U.S. President Barack Obama landed in Manilla today ahead of the Asia-Pacific Economic Cooperation (APEC) summit and immediately made his way to a Philippine navy frigate to address the press. Reuters:
Shortly after Air Force One touched down in Manila, Obama boarded the Gregorio del Pilar, a Philippines navy frigate that was a U.S. Coast Guard cutter until 2011 but on Tuesday flew the flags of the two allies.
“We have a treaty obligation, an iron-clad commitment to the defense of our ally the Philippines,” he said, flanked by about two dozen U.S. and Philippines uniformed navy personnel. “My visit here underscored our shared commitment to the security of the waters of this region and to freedom of navigation.”
He did not mention China but the symbolism of his visit was hard to miss: the ageing vessel is now a mainstay of the Philippine Navy, operating around the Spratly islands in the South China Sea that are claimed by both Manila and Beijing.
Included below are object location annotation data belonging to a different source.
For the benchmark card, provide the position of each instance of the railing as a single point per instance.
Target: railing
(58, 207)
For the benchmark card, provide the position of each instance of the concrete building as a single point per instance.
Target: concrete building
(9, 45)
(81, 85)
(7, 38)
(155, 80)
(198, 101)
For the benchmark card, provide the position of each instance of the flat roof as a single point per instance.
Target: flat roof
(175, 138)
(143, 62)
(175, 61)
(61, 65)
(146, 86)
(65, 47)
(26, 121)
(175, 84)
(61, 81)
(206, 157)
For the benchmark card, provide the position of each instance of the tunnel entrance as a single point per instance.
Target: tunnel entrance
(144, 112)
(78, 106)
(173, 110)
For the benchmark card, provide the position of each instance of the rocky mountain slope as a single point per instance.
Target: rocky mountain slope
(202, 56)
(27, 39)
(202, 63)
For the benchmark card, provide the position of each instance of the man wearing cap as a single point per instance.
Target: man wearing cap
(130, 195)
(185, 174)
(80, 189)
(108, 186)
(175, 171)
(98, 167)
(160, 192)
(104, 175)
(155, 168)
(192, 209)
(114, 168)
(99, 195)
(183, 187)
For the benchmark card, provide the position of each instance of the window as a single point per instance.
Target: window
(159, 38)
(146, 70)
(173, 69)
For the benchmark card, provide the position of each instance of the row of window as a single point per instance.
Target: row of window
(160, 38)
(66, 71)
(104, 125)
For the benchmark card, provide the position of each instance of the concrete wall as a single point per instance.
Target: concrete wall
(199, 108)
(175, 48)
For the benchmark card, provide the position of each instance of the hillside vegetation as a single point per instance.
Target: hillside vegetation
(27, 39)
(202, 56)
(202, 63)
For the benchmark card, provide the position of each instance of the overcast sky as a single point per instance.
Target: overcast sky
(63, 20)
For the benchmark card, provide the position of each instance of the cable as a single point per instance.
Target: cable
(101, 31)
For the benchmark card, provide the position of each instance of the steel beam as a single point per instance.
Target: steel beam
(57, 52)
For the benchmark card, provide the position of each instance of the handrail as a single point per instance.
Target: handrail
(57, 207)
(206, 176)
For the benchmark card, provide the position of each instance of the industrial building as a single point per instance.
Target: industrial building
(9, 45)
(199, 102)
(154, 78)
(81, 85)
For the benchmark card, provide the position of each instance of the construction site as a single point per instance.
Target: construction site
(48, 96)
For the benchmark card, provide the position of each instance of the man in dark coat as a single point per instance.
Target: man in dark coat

The Chinese have been trying to keep the South China Sea off the APEC agenda, hoping instead to have the meeting focus on economic development. Moreover, ahead of the summit, Chinese Vice Foreign Minister Liu Zhenmin struck a menacingly sour note in complaining that China was barely tolerating having dozens of its islands and reefs occupied by foreign powers. “The Chinese government has the right and the ability to recover the islands and reefs illegally occupied by neighboring countries”, he said. “But we haven’t done this. We have maintained great restraint with the aim to preserve peace and stability in the South China Sea.”
Manila has particularly irked Beijing recently by successfully persuading an international arbitration tribunal to hear its maritime territorial disputes, and the Philippines scored another victory yesterday when it formalized a military aid agreement with Japan. Slowly but surely, the multilateral U.S.-backed response to Beijing in the South China Sea is starting to take real shape. Let’s hope the White House stays the course.